Meine Bitte nun an dich

  1. Überprüfe dich selbst in deinen Argumentationen und mach‘ dich schlau! Hast du einen Fernseh-Beitrag gesehen oder viele verschiedene? Bilde dir deine Meinung auf Grundlage vielfältiger Informationen. Aber Vorsicht! Hier könntest du in die Denkfalle „Validierung“ tappen. Das bedeutet, dass du dir nur Infos anschaust, die deine These untermauern. Besser ist „Falsifizierung“. Bedeutet: Du suchst gezielt nach Informationen, die deine These wiederlegen könnte. So machst du dir nach und nach ein besseres Bild.
  2. Begegne Informationen und Meinungen anderer immer mit dem nötigen Respekt. Das letzte, was wir jetzt noch brauchen können ist eine zerstrittene Bevölkerung. Es sind Sätze wie „Verschiedene Meinungen dürfen nebeneinander stehenbleiben“ , die dir gut aus einer festgelaufenen Diskussion helfen. Jeder Streit kostet emotionale Körnchen. Körnchen, wir alle für andere Dinge benötigen.

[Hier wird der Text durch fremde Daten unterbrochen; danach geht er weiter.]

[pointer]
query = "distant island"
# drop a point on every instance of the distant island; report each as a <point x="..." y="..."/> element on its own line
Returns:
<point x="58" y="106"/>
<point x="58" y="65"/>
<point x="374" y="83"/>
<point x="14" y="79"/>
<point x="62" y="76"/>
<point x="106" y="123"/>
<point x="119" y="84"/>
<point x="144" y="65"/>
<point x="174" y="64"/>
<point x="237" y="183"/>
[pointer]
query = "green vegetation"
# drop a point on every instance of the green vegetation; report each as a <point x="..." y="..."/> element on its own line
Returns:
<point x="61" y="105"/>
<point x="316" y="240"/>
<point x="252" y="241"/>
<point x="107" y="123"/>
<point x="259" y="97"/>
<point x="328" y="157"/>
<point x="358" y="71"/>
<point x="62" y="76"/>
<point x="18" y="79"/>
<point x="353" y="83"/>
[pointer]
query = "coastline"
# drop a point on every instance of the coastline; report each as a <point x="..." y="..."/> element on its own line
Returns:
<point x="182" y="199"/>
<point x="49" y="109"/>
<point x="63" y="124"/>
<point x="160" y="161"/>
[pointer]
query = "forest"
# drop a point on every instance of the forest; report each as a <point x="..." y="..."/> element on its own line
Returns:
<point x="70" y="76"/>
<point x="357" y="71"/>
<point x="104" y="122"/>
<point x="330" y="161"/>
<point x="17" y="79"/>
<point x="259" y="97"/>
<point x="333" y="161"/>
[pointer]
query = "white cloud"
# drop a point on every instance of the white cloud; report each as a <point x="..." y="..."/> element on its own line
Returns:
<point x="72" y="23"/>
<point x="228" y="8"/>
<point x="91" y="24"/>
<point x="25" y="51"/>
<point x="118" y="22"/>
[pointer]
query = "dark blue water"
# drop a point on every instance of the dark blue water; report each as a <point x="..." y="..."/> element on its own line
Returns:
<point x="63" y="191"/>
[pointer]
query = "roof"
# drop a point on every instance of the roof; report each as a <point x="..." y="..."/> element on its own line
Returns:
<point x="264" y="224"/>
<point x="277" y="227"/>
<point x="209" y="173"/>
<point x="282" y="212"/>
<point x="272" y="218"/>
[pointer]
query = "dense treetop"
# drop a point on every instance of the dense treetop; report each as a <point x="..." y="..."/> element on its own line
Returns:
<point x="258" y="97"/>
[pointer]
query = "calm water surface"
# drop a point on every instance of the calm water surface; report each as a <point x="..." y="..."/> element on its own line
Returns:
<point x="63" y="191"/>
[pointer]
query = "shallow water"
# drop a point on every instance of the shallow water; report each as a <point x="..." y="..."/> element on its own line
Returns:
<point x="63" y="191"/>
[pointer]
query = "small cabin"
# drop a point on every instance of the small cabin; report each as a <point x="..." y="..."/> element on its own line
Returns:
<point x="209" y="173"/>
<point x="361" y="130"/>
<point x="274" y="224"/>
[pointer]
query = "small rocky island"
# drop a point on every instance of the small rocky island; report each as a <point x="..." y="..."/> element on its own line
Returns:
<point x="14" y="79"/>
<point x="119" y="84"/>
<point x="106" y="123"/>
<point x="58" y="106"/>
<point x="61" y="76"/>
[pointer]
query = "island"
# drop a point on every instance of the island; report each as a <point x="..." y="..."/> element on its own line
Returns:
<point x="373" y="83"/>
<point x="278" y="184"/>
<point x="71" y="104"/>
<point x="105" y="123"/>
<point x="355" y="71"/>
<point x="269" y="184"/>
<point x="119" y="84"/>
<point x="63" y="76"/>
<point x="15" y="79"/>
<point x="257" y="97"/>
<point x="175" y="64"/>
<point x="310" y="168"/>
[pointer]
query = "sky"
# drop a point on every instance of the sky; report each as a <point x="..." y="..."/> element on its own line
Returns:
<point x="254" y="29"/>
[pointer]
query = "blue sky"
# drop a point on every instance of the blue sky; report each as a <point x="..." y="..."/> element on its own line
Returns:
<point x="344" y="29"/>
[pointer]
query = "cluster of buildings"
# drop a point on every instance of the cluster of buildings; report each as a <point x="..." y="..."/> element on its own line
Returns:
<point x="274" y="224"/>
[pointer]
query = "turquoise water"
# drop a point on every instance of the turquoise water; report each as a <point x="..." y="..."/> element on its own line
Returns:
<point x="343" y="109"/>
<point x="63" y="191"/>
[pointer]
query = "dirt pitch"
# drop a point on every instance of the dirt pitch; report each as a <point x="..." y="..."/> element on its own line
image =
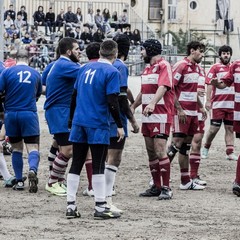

So, das war’s für heute.  Behaltet einen kühlen Kopf.  Und vor allem: bleibt gesund!

 

PS: Dieser Blogbeitrag ist ein Anfang. Ganz‘ im Sinne „Das Ganze ist mehr als die Summe seiner Teile“ werde ich in den nächsten Tagen immer wieder psychologische Hintergrundinformationen geben.